FB: Yes, we will publish a ranking probably in the month of January 2020, with a grade for all prison units in Brazil: “level A, B, C, and D”, for all of the over 1,500 Brazilian prison units. “Level A” corresponds to the prison units that comply excellently with all the items foreseen in the Brazilian law of penal execution. However, very few units are “level A”, but very few are “level D” as well. Brazil has a level of penal execution with many “level B” units and some with “level C”. The challenge is for each prison unit to be reviewed in the ranking, and for there to be an effort and commitment from the state manager, the judge, the public ministry, and society itself to raise the level of each prison unit. The improvement of prison units leads to the improvement of public security.
There are several structural changes that will take some time, but the idea of having a ranking that will have a healthy competition effect between units throughout the country makes it worthwhile. We can thus see which is the best unit, which is the worst, which ones can improve, and in which aspects: security, inmate assistance, health, education, legal assistance.
In 2019, the Minister of Justice authorized the creation of a Penitentiary Intelligence Directorate to work with a focus on the individual inmate in prison.
JT: There has been great interest from several states in moving towards public-private partnerships (PPPs) in prison construction and operation. What is DEPEN’s role in this process?
FB: DEPEN is bringing together several “experts” so that states that want to move forward make the best possible decision and create several models instead of a single model.

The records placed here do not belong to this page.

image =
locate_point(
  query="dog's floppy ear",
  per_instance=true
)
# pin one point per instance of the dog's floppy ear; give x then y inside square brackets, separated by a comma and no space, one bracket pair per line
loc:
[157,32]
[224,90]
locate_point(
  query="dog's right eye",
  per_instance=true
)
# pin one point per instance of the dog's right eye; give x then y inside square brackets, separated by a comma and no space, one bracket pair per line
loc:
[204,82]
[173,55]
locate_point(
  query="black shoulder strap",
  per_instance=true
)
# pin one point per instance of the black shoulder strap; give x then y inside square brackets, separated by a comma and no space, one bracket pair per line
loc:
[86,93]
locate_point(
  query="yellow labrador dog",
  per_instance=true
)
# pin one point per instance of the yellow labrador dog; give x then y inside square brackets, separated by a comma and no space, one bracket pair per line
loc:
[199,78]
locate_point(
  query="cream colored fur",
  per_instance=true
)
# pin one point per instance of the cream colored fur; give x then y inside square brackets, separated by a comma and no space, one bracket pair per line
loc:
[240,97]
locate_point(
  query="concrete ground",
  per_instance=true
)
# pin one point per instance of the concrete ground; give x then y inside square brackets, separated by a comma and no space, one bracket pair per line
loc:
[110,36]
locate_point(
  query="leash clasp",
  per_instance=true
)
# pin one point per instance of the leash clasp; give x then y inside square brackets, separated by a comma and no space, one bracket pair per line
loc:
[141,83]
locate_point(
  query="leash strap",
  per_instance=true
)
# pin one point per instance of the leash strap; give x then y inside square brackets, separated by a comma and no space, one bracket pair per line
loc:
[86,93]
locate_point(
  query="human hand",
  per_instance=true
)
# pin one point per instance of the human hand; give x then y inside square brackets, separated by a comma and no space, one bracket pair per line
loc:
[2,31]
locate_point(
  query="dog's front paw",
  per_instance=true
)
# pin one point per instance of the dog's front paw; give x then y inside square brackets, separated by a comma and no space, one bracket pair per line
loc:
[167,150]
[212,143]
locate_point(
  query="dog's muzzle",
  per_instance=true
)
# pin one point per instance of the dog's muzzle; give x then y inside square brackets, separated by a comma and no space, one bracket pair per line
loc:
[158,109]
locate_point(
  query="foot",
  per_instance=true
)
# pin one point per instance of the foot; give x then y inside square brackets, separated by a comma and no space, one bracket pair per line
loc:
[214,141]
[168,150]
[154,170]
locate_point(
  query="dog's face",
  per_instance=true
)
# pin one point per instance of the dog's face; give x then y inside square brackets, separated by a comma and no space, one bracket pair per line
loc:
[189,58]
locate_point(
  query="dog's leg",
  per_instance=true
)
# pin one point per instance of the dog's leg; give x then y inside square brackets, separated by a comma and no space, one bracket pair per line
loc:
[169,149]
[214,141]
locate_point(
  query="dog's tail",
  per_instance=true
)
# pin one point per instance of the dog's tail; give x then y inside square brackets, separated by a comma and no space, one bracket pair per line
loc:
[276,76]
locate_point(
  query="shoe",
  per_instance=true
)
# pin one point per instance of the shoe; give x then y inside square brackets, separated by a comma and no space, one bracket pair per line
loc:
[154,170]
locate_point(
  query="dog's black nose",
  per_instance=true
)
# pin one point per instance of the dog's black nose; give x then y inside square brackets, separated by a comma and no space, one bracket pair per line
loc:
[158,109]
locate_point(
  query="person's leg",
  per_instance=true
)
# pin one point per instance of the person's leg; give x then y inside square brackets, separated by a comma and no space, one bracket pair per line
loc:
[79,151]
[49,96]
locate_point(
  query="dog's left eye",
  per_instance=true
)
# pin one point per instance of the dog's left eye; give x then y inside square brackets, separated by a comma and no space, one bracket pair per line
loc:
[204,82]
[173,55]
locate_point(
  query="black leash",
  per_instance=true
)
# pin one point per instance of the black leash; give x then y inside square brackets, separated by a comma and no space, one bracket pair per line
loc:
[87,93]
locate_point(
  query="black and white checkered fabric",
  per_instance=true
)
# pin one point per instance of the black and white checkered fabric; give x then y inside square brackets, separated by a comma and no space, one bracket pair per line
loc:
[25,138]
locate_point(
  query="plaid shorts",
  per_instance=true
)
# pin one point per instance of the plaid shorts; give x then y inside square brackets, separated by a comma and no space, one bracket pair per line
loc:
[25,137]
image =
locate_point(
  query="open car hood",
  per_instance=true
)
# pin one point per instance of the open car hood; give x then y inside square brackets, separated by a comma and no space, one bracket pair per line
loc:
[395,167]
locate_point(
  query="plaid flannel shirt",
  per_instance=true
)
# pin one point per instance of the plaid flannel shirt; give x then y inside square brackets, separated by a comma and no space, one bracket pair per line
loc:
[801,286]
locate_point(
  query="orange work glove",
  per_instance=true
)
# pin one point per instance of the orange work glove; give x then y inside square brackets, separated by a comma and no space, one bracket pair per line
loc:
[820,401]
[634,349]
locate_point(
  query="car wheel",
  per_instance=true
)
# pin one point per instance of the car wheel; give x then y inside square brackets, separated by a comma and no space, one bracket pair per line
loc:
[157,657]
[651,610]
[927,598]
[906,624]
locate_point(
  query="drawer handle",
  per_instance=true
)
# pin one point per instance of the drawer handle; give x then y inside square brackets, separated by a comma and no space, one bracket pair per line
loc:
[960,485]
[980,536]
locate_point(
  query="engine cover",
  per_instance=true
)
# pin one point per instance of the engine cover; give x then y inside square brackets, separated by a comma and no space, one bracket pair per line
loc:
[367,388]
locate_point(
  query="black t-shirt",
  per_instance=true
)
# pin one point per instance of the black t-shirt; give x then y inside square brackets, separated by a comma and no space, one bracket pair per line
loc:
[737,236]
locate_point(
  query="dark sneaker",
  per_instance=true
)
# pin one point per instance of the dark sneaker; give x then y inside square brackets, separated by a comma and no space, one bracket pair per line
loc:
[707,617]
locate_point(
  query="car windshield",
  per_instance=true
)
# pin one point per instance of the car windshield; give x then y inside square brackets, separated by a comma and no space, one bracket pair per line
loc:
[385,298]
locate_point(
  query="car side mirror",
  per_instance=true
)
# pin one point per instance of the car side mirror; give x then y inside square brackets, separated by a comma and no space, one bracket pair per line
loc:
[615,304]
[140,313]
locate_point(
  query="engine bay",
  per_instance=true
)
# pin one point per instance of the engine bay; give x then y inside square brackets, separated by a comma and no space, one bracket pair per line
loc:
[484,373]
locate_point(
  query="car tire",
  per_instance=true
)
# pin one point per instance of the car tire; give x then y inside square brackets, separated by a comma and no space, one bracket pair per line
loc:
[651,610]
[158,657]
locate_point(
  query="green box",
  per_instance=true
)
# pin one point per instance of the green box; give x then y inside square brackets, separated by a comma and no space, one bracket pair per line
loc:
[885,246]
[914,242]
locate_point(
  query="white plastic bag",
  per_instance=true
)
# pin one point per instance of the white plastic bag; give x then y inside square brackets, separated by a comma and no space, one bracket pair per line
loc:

As Brazil is very large, some solutions apply in some regions, but not in others. PPPs are important to help the Brazilian government face the investment deficit in the prison area. We rely on private partnerships, but models have to be built. There are several models worldwide, but we can create a Brazilian model. Today we have few units with PPP. There is space within the goal of creating 100,000 vacancies so that most of them are made by establishments built by private initiative.
Fabiano Bordignon is the General Director of the National Penitentiary Department (Depen), graduated in Law from the Pontifical Catholic University of Paraná. Post-graduate in Criminal Law and Criminology at the Institute of Criminology and Criminal Policy of Paraná. Post-graduate in Political Science, Strategy and Planning with emphasis on Borders. Master’s in Society, Culture and Borders from the State University of Western Paraná. Deputy of the Federal Police since 2002. He started his career in Porto Velho/ RO. Director of the Federal Penitentiary in Catanduvas/PR (2009-2010 and 2012-2013). President of the Council of the Federal Penitentiary Community in Catanduvas (2014-2018). Head of the Federal Police Station in Foz do Iguaçu (2015- 2018), Coordinator of the Tripartite Command Brazil since 2015.
* Mr Bourdignon withdrew from the position of General Director of the National Penitentiary Department (DEPEN) in late April 2020 and does no longer hold the post held at the moment when this interview was done.